A federal appeals court ruled Thursday to strike down a previous court ruling that extended deadlines and loosened rules for November’s presidential election.
In a 2-1 decision, the 7th District Court of Appeals found that District Court Judge William Conley had moved to change election rules too close to the election. In September, Conley had extended the deadlines to register to vote and request absentee ballots online. Conley had also ruled that poll workers could serve outside of their home counties, among other changes.
Democrats and outside groups had initially brought the lawsuit hoping to loosen rules around voting because of the COVID-19 pandemic. Republicans intervened to stop the changes.
“Voters have had many months since March to register or obtain absentee ballots; reading the Constitution to extend deadlines near the election is difficult to justify when the voters have had a long time to cast ballots while preserving social distancing,” Judges Frank Easterbrook and Amy St. Eve wrote in the majority opinion.
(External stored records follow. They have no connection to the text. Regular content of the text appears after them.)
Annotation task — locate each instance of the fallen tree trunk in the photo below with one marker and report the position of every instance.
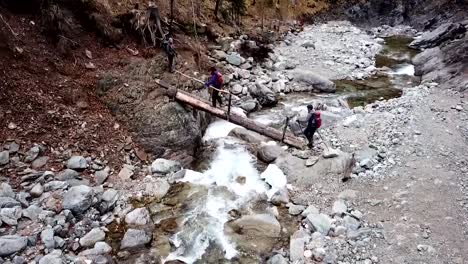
(245, 122)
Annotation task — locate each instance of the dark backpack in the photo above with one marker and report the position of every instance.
(315, 120)
(219, 79)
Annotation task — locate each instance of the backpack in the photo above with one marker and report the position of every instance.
(318, 119)
(219, 79)
(315, 120)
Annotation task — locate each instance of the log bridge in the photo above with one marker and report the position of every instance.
(200, 104)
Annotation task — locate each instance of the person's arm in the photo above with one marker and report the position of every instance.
(211, 81)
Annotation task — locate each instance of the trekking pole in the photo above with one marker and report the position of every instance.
(320, 135)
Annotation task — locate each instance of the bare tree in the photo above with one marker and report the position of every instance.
(217, 7)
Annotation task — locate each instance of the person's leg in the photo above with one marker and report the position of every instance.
(214, 97)
(171, 61)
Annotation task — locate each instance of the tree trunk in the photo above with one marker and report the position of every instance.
(245, 122)
(172, 16)
(217, 7)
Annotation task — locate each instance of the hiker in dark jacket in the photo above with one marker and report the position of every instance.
(313, 123)
(168, 45)
(216, 81)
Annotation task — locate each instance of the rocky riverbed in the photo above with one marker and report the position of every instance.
(249, 200)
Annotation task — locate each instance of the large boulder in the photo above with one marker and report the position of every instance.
(443, 33)
(260, 225)
(297, 244)
(317, 82)
(164, 166)
(235, 59)
(139, 216)
(246, 135)
(78, 199)
(263, 94)
(77, 163)
(269, 153)
(4, 157)
(135, 238)
(92, 237)
(12, 244)
(319, 222)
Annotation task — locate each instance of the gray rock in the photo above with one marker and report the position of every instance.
(78, 199)
(234, 59)
(6, 190)
(157, 189)
(351, 223)
(101, 176)
(100, 248)
(246, 135)
(13, 147)
(139, 216)
(269, 153)
(366, 163)
(277, 259)
(219, 55)
(164, 166)
(39, 162)
(348, 195)
(317, 82)
(12, 244)
(308, 44)
(67, 174)
(261, 225)
(244, 74)
(59, 242)
(55, 257)
(310, 210)
(263, 94)
(8, 202)
(47, 237)
(37, 190)
(95, 235)
(319, 222)
(297, 243)
(19, 260)
(296, 209)
(4, 157)
(77, 163)
(134, 238)
(236, 89)
(10, 216)
(249, 105)
(55, 185)
(126, 172)
(280, 197)
(110, 197)
(23, 198)
(444, 32)
(32, 212)
(339, 207)
(330, 153)
(32, 154)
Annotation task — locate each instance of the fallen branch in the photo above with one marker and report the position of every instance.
(8, 25)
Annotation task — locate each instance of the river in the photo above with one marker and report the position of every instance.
(234, 184)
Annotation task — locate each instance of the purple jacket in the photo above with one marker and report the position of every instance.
(213, 81)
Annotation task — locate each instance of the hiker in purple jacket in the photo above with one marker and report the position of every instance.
(216, 81)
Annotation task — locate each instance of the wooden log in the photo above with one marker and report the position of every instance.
(245, 122)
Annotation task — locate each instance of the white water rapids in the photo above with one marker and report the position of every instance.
(225, 193)
(232, 180)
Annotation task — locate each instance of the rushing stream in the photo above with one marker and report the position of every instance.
(232, 184)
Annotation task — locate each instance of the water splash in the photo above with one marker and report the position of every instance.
(232, 181)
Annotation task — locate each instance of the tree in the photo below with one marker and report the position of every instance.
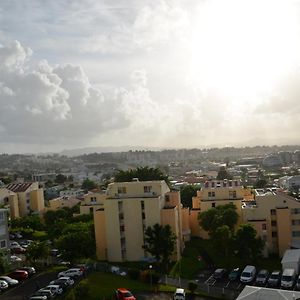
(223, 174)
(160, 243)
(216, 217)
(247, 245)
(142, 173)
(88, 184)
(37, 250)
(187, 192)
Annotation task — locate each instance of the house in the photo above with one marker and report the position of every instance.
(129, 208)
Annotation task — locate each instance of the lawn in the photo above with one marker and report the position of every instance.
(103, 285)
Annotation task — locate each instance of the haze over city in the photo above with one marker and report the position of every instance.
(167, 74)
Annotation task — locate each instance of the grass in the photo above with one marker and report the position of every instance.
(103, 285)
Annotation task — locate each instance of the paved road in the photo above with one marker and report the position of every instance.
(28, 287)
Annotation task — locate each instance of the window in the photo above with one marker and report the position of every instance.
(274, 233)
(211, 194)
(232, 194)
(121, 190)
(147, 189)
(3, 244)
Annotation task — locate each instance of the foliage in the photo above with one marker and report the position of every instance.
(247, 245)
(186, 194)
(213, 218)
(37, 250)
(77, 244)
(223, 174)
(142, 173)
(34, 222)
(192, 286)
(160, 243)
(88, 184)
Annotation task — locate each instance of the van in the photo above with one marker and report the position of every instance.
(248, 274)
(288, 278)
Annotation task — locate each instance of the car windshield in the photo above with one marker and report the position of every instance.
(286, 278)
(246, 274)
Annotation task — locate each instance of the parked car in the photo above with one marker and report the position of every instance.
(234, 274)
(219, 273)
(248, 274)
(74, 272)
(68, 280)
(30, 270)
(274, 279)
(18, 275)
(179, 294)
(3, 285)
(9, 280)
(55, 289)
(262, 277)
(288, 278)
(124, 294)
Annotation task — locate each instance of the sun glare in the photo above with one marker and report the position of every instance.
(244, 48)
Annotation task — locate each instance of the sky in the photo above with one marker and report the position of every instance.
(169, 73)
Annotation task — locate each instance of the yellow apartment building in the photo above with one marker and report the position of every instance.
(214, 193)
(24, 198)
(92, 201)
(130, 207)
(276, 218)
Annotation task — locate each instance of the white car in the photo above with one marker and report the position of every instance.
(75, 272)
(179, 294)
(68, 280)
(56, 289)
(3, 285)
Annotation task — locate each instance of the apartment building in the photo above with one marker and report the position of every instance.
(4, 237)
(24, 198)
(276, 218)
(92, 201)
(214, 193)
(130, 207)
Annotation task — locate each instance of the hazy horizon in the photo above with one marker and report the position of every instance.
(166, 74)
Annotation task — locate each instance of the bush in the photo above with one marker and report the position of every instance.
(192, 286)
(134, 274)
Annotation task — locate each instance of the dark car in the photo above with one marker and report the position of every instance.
(219, 273)
(274, 279)
(262, 277)
(30, 270)
(18, 275)
(234, 274)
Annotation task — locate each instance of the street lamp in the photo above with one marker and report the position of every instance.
(150, 268)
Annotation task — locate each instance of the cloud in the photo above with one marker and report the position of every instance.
(51, 104)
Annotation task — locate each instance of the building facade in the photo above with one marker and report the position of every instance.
(130, 207)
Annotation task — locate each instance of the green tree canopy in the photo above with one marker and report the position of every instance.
(216, 217)
(247, 245)
(160, 243)
(142, 173)
(187, 192)
(88, 184)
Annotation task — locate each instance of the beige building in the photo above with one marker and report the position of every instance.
(23, 198)
(130, 207)
(92, 201)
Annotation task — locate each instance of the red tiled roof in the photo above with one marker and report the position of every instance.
(18, 187)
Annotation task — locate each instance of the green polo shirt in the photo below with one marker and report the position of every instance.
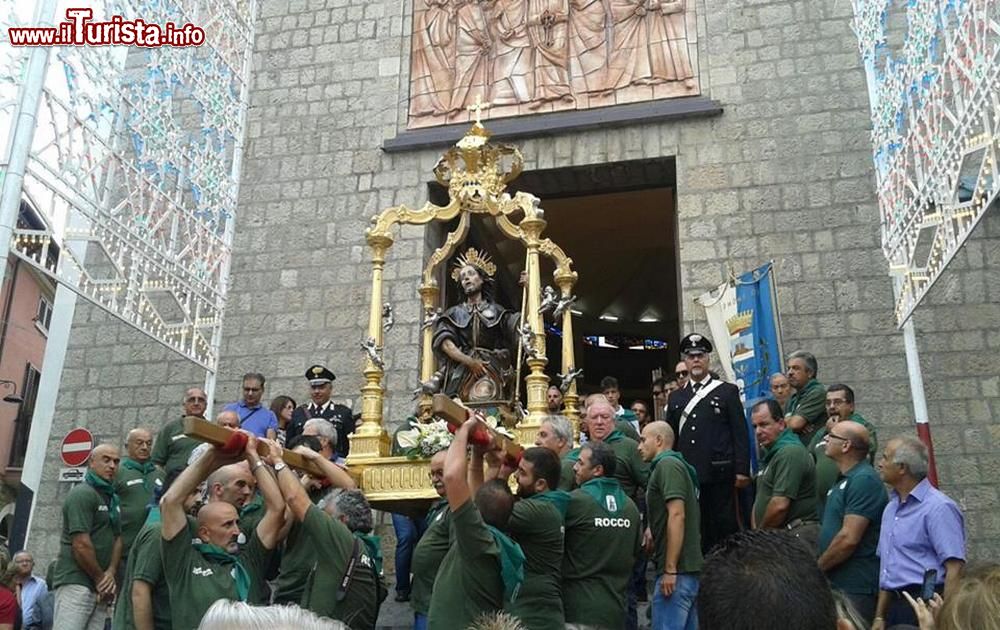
(145, 563)
(297, 562)
(791, 473)
(428, 555)
(631, 472)
(537, 525)
(468, 582)
(859, 491)
(172, 448)
(600, 551)
(810, 403)
(84, 511)
(196, 582)
(826, 469)
(135, 490)
(332, 545)
(670, 481)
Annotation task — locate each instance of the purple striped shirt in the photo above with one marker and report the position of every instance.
(918, 534)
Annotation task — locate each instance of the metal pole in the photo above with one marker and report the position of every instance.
(23, 133)
(41, 422)
(919, 400)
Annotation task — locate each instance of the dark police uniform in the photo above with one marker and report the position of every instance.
(340, 416)
(715, 440)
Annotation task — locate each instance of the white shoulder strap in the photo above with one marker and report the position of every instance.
(697, 398)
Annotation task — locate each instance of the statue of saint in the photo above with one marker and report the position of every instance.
(476, 340)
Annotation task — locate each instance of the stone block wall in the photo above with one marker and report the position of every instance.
(785, 173)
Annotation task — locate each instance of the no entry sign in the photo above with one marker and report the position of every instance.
(77, 446)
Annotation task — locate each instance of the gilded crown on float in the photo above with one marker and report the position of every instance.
(740, 322)
(476, 170)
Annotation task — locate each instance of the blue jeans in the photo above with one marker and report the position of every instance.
(677, 612)
(408, 532)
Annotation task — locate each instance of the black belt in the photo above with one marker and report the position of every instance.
(914, 590)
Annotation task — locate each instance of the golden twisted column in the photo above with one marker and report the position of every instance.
(370, 439)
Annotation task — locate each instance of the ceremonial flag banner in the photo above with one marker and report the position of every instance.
(743, 318)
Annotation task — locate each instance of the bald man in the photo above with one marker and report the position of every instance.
(135, 481)
(852, 518)
(91, 546)
(673, 536)
(198, 575)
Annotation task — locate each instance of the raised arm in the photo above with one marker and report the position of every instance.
(172, 504)
(456, 484)
(270, 527)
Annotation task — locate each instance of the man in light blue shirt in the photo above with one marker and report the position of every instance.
(254, 417)
(31, 590)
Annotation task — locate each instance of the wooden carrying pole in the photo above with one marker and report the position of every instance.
(455, 414)
(205, 431)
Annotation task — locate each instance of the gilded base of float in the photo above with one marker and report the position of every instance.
(394, 484)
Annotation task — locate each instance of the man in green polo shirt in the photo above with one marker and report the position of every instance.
(345, 581)
(556, 434)
(172, 447)
(631, 472)
(603, 537)
(839, 408)
(135, 481)
(199, 573)
(786, 484)
(536, 524)
(144, 602)
(91, 546)
(431, 548)
(674, 532)
(805, 412)
(484, 568)
(849, 531)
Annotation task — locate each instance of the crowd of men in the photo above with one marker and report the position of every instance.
(156, 537)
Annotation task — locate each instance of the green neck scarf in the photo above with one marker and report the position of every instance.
(786, 438)
(511, 563)
(139, 467)
(607, 493)
(219, 555)
(436, 508)
(256, 503)
(614, 436)
(153, 516)
(692, 473)
(558, 498)
(793, 402)
(373, 546)
(108, 488)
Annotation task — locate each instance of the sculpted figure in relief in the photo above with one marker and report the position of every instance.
(431, 65)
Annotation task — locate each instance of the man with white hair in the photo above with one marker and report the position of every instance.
(327, 434)
(135, 481)
(922, 529)
(556, 434)
(214, 567)
(346, 583)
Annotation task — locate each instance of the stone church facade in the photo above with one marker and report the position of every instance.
(783, 172)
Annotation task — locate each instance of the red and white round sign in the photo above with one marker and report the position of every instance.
(77, 446)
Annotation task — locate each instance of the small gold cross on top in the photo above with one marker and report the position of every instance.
(478, 108)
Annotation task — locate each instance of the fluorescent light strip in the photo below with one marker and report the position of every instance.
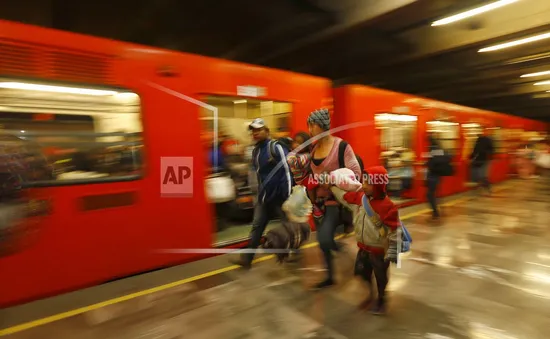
(535, 74)
(56, 89)
(473, 12)
(515, 43)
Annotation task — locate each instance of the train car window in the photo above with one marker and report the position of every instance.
(471, 132)
(234, 151)
(500, 140)
(447, 133)
(396, 130)
(77, 135)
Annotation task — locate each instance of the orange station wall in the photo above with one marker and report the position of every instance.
(359, 104)
(78, 249)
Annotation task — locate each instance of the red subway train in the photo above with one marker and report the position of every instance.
(111, 118)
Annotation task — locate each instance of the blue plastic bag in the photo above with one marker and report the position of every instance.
(406, 239)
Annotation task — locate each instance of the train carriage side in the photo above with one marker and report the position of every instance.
(140, 111)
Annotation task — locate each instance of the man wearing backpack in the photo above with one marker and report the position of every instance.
(481, 158)
(274, 184)
(439, 165)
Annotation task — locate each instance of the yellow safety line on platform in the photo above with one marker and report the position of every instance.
(68, 314)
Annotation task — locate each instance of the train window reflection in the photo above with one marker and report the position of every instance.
(447, 133)
(471, 132)
(230, 159)
(77, 135)
(397, 133)
(396, 130)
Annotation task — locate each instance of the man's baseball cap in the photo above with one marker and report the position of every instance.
(257, 123)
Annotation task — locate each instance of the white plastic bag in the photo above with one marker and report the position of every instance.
(543, 160)
(220, 189)
(345, 179)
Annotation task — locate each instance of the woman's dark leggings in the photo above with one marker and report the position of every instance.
(325, 235)
(367, 263)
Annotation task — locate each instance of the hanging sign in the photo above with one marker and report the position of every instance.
(251, 91)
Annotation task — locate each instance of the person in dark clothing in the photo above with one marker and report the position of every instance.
(433, 178)
(274, 185)
(481, 158)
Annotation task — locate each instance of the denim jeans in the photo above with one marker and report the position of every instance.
(263, 213)
(432, 181)
(368, 263)
(325, 235)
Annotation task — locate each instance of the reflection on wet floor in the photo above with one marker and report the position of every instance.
(483, 273)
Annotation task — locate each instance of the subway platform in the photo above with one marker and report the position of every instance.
(482, 272)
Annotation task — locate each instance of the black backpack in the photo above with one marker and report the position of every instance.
(273, 151)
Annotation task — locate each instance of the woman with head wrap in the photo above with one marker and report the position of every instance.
(325, 159)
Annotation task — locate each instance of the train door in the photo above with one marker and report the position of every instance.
(85, 176)
(471, 131)
(229, 143)
(397, 142)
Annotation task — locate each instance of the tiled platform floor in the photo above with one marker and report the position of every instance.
(483, 272)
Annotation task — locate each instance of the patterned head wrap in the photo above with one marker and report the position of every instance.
(320, 117)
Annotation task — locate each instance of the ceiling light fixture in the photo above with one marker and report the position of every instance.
(516, 42)
(538, 74)
(55, 89)
(473, 12)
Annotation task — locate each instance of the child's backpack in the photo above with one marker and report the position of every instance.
(406, 239)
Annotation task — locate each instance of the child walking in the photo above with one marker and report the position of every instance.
(377, 229)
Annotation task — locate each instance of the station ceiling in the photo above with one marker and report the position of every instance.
(388, 44)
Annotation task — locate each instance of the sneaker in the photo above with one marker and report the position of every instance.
(379, 308)
(324, 284)
(240, 262)
(366, 303)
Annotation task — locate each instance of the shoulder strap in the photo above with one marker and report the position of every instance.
(272, 151)
(341, 153)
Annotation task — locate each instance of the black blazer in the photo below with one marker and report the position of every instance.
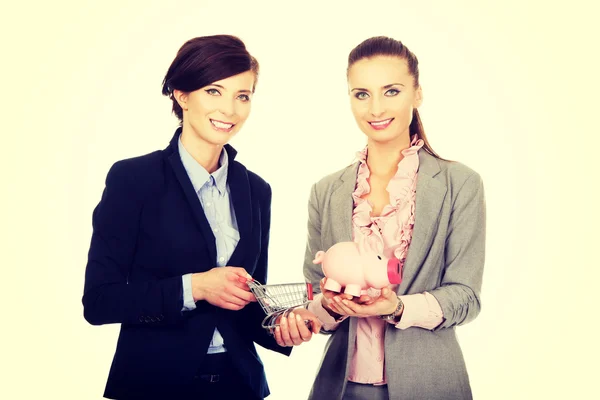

Previously, the appeals court had declined to take the case, saying the Republican-led Wisconsin Legislature did not have standing to appeal Conley’s decision. Earlier in the week, the Wisconsin Supreme Court ruled otherwise, prompting the federal court to take up the issue again, this time siding with Republicans.
In her dissent, Judge Ilana Rovner said that no American should need to choose between “her health and her right to vote.” She added that Conley’s ruling provided reasonable changes to Wisconsin election law that would help voters gain access to the ballot during a pandemic and called the majority decision a “travesty.”
“Good luck and G-d bless, Wisconsin. You are going to need it,” she wrote.
All three appellate judges were nominated by Republican presidents.